Warum war die Nachricht von der TDMi-Insolvenz trotzdem ein Schock? Nun, vor allem wohl deshalb, weil TDMi-CEO Detelf Linde hier bei uns noch vor Kurzem öffentlich behauptet hatte, alles sei gut und entwickle sich in die richtige Richtung. Mitte Mai schickte Linde mir einen Text als Antwort auf meine Kolumne wenige Tage zuvor und zählte einige Erfolge der TDMi auf. Sein Schreiben beendete Linde mit der Bemerkung, "dass es wenige Unternehmen im Markt gibt, wo sich im positiven Sinne so viel bewegt hat und bewegen wird" wie bei der TDMi-Gruppe. Kommentar aus heutiger Sicht? Überflüssig.

Zunächst sind von der Insolvenz unmittelbar nur die TDMi-Einheiten TDMi AG, TDMi Deutschland Holding GmbH, Comparex Hiolding GmbH und Comparex Services GmbH betroffen. Doch die Gefahr ist groß, dass weitere Töchter mit in den Abgrund gerissen werden. Der TDMi-Vorstand spricht selbst von einer "sehr angespannten Liquiditätslage" dieser Unternehmen. Und wenn man weiß, wie Lieferanten und Kunden auf derartige Meldungen reagieren, dann kann man sich ausrechnen, was in den kommenden Tagen und Wochen passieren wird.

Ich frage mich, ob wir mit der TDMi-Gruppe nicht eine zweite Taskarena haben. Sie erinnern sich: Im Jahr 2000 hatten sich sieben Systemhäuser und IT-Dienstleister zur Taskarena zusammengeschlossen, und nach einer kurzen Aufschwungphase endete dieses Experiment in einem grandiosen Desaster.

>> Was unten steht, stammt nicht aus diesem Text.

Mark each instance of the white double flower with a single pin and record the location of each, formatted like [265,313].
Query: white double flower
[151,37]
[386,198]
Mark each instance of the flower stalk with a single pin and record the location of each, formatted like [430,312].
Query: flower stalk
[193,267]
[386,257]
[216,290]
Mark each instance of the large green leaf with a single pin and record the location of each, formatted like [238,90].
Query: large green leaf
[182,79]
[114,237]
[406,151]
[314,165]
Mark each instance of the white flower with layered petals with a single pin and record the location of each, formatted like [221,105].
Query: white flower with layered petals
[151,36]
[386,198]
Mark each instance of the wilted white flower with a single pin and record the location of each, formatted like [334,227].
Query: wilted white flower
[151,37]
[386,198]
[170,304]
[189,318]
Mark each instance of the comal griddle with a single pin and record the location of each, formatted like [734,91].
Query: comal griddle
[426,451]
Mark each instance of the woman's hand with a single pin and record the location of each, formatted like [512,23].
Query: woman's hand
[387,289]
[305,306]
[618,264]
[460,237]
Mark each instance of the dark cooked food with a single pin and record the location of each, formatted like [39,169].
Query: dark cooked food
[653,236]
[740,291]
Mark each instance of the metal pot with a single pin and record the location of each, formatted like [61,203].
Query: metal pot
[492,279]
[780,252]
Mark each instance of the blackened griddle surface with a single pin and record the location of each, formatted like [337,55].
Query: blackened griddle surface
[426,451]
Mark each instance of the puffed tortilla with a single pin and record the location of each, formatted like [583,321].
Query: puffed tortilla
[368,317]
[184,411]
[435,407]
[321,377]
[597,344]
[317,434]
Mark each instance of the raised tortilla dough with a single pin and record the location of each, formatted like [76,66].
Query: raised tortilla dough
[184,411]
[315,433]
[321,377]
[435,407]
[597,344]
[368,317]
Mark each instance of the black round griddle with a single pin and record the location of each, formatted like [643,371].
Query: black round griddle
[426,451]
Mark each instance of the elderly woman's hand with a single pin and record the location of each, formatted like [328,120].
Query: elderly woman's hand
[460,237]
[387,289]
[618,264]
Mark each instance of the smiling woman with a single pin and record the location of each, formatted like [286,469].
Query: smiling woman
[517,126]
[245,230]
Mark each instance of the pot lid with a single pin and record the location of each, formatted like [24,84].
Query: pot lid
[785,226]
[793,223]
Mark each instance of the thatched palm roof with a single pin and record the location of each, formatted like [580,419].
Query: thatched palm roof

Wesentlicher Unterschied zur TDMi-Gruppe: Die Ausgangsvoraussetzungen bei Taskarena damals waren ungleich günstiger, handelte es sich bei den beteiligten Unternehmen doch um kerngesunde Firmen.

Man muss schon eine sehr optimistische Veranlagung haben, um zu glauben, dass sich bei der TDMi-Gruppe in den kommenden Wochen und Monaten "im positiven Sinne viel bewegen wird", wie Firmenchef Linde im Mai angekündigt hatte. Jetzt geht es darum, schnellstmöglich frisches Kapital aufzutreiben, am besten in Gestalt eines Investors. Aufgrund der sehr guten Beziehungen Lindes zur IBM – seine Ursprungsfirma Becom ist ein großer IBM-Partner – bringen einige Marktbeobachter Big Blue als möglichen Retter ins Spiel. Man wird sehen, ich halte diese Lösung eher für unwahrscheinlich. Sicher aber ist eins: Selbst wenn die TDMi-Gruppe aus dem Insolvenzverfahren wieder herauskommt, wird sie anders aussehen (müssen) als zuvor. Vor allem kann es nicht angehen, dass die einzelnen Töchter völlig unabgestimmt den Markt bearbeiten und sich zum Teil gegenseitig Knüppel zwischen die Beine werfen. Auch ist die Frage zu stellen, ob das Management mit der Führung des Konzerns nicht überfordert ist.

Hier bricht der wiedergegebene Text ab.